Совершенство — страница 52 из 88

– Я забуду это к тому моменту, когда войду в дом?

– Да – если вы только все это не записываете, а потом не забудете воспроизвести.

– Наверное, вам что-то заказать в ресторане – сущий кошмар.

– Я люблю шведский стол, – ответила я, поднимаясь со стульчика и направляясь к двери. – И еще суши-бары, где тарелки ползут, как на конвейере.

Глава 61

Мне выдали новый паспорт.

Подвезли до аэропорта.

И каждый шаг записывала Байрон или кто-то еще.

У Байрон была тетрадь с записями четким и разборчивым почерком. На каждой странице новая мысль фиксировалась изящными буквами, начертанными черными чернилами серебристой перьевой авторучкой.

– Это одна из моих маленьких слабостей, – объяснила она, катая ее между пальцами.

Я быстро пролистала тетрадь, следя за ходом ее мыслей, когда мы ехали в машине в международный аэропорт Инчхона.

Следит ли за мной _why?

Откуда у _why взялся этот номер?

Почему я плыву на этом пароме?

Как я решила приехать в эту гостиницу?

– Это все до того, как мы поужинали? – спросила я ее.

– Да. Гостиница меня очень насторожила. Я помню, как взбиралась на холм с большой целеустремленностью, но, закрыв дверь в спальню, осознала, что понятия не имею, зачем я отправилась туда, в это местечко, в этот номер. Ни в телефоне, ни в компьютере у меня не было никаких сообщений, ничего, обосновывавшего эти решения, это время и место.

– Я поражена – большинство людей что-то выдумывают.

– Когда живешь одна, нужно развивать строгий критический подход.

Наши взгляды не встретились, и я опять обратилась к тетради.

– А потом вы получили мое приглашение на ужин?

– Да.

Я перевернула страницу – вот оно: записи вдруг пошли яркими прописными буквами, в каждой из которых сквозил ужас.

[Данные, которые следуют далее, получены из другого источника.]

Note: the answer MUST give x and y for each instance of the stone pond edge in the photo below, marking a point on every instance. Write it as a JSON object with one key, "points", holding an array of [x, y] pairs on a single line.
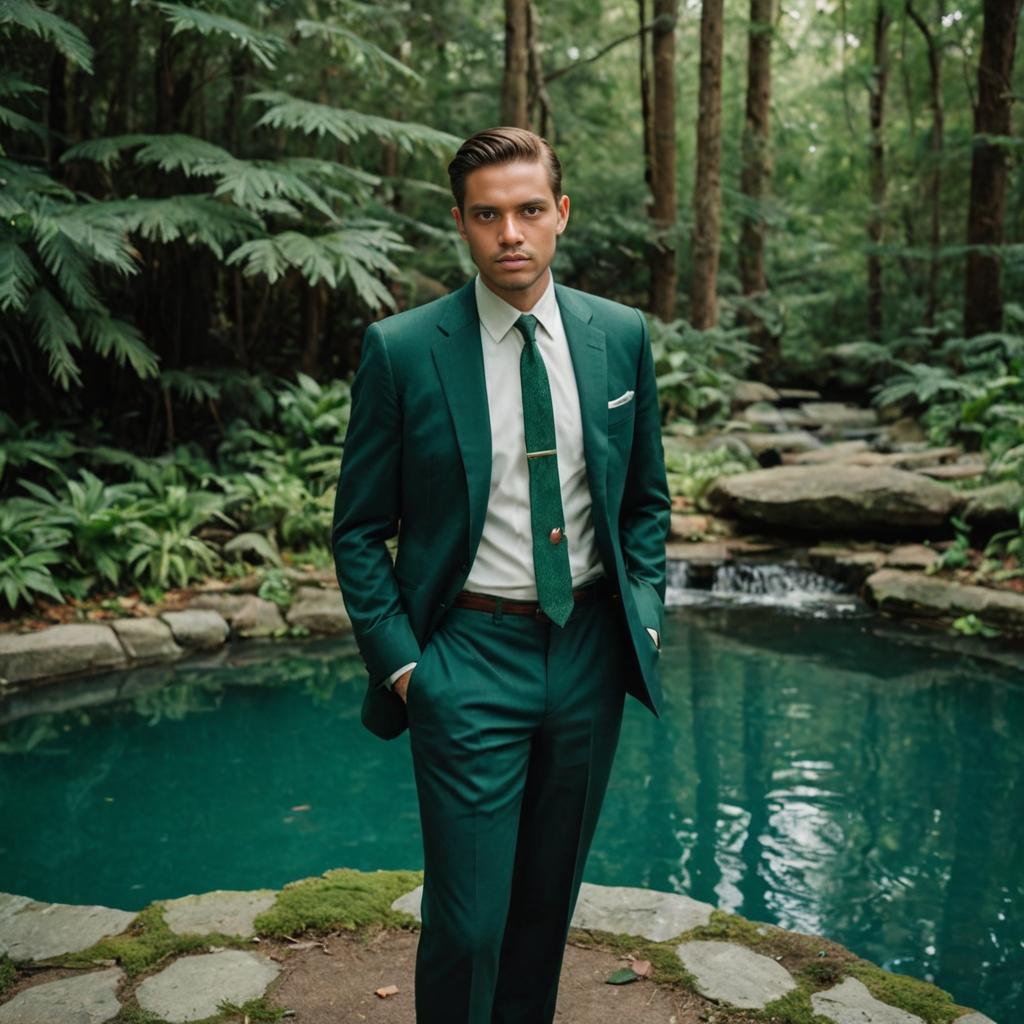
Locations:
{"points": [[189, 930]]}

ЗАЧЕМ Я ЗАПИСАЛА 59 МИНУТ РАЗГОВОРА, О КОТОРОМ НЕ ПОМНЮ, БЫЛ ЛИ ОН ВООБЩЕ?

– Мне казалось, что вы двинетесь дальше, – вздохнула я. – Так почти все делают.

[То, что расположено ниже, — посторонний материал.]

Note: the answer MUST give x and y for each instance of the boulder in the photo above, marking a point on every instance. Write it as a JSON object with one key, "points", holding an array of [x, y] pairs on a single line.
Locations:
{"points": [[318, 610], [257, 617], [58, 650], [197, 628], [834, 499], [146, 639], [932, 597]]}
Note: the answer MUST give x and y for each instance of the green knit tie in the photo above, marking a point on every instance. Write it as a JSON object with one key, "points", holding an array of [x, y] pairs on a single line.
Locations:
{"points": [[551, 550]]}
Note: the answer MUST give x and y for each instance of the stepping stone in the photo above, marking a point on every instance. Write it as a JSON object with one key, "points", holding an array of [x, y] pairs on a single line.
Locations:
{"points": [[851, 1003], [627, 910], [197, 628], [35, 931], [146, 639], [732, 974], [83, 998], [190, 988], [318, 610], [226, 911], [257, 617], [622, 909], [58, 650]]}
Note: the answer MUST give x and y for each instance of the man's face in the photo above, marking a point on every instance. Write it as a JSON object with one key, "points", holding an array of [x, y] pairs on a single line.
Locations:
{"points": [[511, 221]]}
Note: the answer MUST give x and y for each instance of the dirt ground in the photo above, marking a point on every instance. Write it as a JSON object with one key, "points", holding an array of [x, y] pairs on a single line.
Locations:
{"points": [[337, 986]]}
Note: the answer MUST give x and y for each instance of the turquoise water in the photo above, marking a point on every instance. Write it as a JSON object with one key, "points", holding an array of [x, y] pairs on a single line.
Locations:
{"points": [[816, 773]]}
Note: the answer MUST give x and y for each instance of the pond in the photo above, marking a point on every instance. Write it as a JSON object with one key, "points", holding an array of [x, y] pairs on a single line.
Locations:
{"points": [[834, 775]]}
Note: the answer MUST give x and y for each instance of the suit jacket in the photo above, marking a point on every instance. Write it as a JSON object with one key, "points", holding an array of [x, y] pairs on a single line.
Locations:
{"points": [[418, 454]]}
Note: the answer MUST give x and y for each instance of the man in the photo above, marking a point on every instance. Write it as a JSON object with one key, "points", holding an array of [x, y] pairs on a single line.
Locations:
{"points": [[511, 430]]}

– А вы явитесь в поисках гонорара – процедур – позже?

– Таков был мой план.

Байрон кивнула, забрала у меня тетрадь и аккуратно написала:

Уай верит, что процедуры смогут сделать ее запоминающейся.

– Это ведь так, не правда ли? – задумчиво спросила она, поднимая на меня взгляд. – Я об этом уже спрашивала? Каждый раз при разговоре с вами меня беспокоит то, что я повторяюсь.

– Все повторяются, – ответила я. – Мне как-то безразлично.


Самолетом до Сан-Франциско. Мы сидели рядом, но в какой-то момент даже Байрон заснула, да и я тоже. Проснувшись, она удивленно уставилась на свою салфетку, на которой было написано:

Ты летишь в Америку с Уай. Она – сидящая рядом с тобой женщина. Ее зовут Хоуп.

– Вас зовут Хоуп? – спросила она.

– Да.

– Мы, разумеется, говорили об этом десяток раз.

– Меньше, чем вы думаете, но я уверена, что все еще впереди.

– Поразительно. Я помню, что лечу с кем-то, кого забываю, но не могу вспомнить, что это вы.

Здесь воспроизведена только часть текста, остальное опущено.